Un lieu, un son ou une odeur peuvent faire ressurgir des souvenirs

Cette première tâche accomplie, les participant-es ont été de nouveau sollicité-es pour établir une cartographie aussi précise que possible des zones concernées. Les informations obtenues ont ensuite été croisées avec des relevés in situ. «Même si cela n’a pas toujours été facile à organiser compte tenu de l’âge souvent avancé des personnes concernées, il s’agit d’une étape importante car la récupération de la mémoire est facilitée lorsque le contexte de l’événement est reconstitué, note Bocar Sy. Un lieu, un son ou une odeur peuvent faire ressurgir tout d’un coup un élément qui semblait oublié.» L’ensemble de ces données ont ensuite été comparées avec celles fournies par les instruments de télédétection.

Les résultats obtenus montrent que l’approche citoyenne a permis d’identifier une quantité significative de zones inondées qui avaient échappé aux images prises par satellite. Enfin, les témoignages recueillis dans le cadre de l’étude ont mis en évidence un certain nombre de facteurs qui ont joué un rôle aggravant dans la survenue de ces inondations, tels que la remontée de la nappe phréatique, le dysfonctionnement des canalisations, le débordement d'un lac.

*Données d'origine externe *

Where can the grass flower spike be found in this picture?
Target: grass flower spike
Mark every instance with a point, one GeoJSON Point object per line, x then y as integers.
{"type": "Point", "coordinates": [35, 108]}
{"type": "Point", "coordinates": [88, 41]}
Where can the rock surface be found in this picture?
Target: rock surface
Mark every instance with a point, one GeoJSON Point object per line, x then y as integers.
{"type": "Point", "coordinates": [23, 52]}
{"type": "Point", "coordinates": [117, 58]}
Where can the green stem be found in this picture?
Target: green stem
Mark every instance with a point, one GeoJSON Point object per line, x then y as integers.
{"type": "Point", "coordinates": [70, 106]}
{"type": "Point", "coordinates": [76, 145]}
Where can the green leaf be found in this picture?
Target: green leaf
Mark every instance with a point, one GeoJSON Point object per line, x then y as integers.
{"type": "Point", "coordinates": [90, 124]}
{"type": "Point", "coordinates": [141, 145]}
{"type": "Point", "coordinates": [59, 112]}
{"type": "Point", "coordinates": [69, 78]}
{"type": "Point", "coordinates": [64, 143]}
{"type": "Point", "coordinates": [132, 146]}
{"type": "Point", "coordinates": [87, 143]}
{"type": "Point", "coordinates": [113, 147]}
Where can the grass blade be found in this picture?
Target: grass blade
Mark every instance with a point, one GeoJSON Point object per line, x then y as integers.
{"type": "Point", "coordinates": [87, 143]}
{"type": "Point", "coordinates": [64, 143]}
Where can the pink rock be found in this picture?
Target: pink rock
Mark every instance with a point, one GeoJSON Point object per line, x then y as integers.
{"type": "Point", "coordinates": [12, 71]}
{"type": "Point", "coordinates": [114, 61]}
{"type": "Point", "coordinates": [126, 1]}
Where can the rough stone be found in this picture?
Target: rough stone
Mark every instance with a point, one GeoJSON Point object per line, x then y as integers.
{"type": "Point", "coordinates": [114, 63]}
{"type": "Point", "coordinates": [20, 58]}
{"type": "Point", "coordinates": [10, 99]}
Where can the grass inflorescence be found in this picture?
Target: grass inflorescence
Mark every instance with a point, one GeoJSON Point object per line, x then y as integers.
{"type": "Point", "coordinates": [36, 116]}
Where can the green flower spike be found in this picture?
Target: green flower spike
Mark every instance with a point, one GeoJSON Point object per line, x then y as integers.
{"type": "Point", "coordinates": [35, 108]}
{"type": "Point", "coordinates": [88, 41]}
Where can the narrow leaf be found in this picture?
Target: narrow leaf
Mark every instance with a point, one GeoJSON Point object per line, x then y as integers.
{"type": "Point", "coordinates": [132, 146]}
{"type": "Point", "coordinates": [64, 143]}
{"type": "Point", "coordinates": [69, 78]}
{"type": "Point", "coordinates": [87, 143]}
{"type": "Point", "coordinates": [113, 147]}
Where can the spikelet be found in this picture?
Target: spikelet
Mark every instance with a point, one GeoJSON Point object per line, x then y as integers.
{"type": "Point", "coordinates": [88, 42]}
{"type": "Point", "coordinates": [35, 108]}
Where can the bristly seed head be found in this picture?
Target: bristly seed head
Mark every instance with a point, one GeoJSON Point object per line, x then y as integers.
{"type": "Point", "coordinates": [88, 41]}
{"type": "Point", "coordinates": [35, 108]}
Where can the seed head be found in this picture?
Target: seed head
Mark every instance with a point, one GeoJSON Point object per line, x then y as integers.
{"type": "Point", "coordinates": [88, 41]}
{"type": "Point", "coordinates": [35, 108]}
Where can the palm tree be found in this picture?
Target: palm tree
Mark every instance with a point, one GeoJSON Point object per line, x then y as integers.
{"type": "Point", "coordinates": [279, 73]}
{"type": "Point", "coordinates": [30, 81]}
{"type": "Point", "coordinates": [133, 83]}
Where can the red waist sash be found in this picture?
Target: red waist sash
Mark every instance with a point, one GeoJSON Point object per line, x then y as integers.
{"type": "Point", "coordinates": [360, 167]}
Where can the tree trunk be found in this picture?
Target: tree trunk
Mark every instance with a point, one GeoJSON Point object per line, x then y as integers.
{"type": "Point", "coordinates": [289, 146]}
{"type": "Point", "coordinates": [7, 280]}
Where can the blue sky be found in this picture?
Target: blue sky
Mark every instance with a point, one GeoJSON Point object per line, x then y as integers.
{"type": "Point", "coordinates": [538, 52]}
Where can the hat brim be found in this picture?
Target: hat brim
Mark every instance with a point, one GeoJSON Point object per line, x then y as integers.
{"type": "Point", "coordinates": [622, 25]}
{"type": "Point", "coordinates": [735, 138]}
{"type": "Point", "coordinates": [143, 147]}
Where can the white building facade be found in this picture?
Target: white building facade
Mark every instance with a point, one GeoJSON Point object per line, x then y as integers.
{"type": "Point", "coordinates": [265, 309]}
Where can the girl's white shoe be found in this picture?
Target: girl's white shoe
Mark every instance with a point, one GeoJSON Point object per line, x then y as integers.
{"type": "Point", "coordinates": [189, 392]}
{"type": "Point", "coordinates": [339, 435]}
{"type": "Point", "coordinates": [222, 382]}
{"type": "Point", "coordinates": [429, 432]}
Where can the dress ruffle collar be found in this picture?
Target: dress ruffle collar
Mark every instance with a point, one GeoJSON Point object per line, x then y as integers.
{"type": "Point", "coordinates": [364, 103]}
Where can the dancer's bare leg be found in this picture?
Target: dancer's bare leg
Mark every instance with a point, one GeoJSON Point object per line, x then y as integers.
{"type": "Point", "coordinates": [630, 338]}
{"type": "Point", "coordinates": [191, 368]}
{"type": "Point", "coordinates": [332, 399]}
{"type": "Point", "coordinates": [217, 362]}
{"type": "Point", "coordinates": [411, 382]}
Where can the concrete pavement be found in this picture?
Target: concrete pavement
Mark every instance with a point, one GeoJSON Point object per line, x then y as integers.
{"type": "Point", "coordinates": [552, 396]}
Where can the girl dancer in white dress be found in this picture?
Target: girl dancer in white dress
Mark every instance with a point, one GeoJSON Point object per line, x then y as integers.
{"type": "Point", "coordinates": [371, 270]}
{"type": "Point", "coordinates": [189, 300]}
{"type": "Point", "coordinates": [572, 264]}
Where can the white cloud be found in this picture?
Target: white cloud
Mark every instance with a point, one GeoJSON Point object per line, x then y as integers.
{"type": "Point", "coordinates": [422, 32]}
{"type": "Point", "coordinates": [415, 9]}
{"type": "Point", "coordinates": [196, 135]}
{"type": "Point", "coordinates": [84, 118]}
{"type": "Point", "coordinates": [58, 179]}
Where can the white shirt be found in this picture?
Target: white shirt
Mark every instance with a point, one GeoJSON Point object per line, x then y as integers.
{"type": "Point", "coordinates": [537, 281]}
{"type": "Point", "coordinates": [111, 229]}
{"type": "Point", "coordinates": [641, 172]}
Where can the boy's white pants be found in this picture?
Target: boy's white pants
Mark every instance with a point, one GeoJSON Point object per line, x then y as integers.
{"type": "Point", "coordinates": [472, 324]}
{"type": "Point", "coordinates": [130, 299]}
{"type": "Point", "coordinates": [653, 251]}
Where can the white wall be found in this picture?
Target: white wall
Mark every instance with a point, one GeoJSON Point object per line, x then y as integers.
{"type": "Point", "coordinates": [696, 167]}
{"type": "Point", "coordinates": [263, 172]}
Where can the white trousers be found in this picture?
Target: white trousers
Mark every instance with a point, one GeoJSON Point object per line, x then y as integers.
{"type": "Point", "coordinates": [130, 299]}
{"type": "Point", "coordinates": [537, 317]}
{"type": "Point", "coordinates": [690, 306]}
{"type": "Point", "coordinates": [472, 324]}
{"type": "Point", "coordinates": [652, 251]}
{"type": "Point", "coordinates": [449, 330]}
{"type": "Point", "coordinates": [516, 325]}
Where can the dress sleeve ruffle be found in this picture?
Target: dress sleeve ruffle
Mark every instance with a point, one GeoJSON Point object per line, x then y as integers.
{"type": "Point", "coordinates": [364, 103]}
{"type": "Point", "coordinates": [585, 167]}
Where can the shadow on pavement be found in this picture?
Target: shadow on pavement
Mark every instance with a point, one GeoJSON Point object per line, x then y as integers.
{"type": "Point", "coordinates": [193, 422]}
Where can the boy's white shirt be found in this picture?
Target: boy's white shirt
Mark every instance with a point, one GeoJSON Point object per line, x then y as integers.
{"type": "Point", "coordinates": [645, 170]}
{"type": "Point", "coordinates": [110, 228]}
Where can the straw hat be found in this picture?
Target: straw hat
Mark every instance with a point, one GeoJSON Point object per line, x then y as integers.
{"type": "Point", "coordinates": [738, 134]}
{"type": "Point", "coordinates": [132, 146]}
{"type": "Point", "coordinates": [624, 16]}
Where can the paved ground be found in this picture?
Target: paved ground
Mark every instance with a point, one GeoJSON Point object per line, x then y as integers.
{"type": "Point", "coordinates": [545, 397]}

«Sur la base de ces éléments, il est possible de reconstituer de manière relativement fidèle la chaîne des événements qui ont conduit à ces catastrophes, ce qui va permettre d’affiner considérablement les différents scénarios qui peuvent être envisagés pour les années à venir, se réjouit Bocar Sy. Mais cette étude, qui peut être répliquée n’importe où dans le monde, a aussi apporté aux citoyennes et aux citoyens impliqués dans ce projet des compétences en matière d’acquisition de données sur les inondations ainsi qu’une meilleure compréhension de ces phénomènes. Ce qui leur permettra de participer plus activement au processus décisionnel et de s’impliquer plus directement dans la gestion des risques inhérents à ce genre de catastrophes.»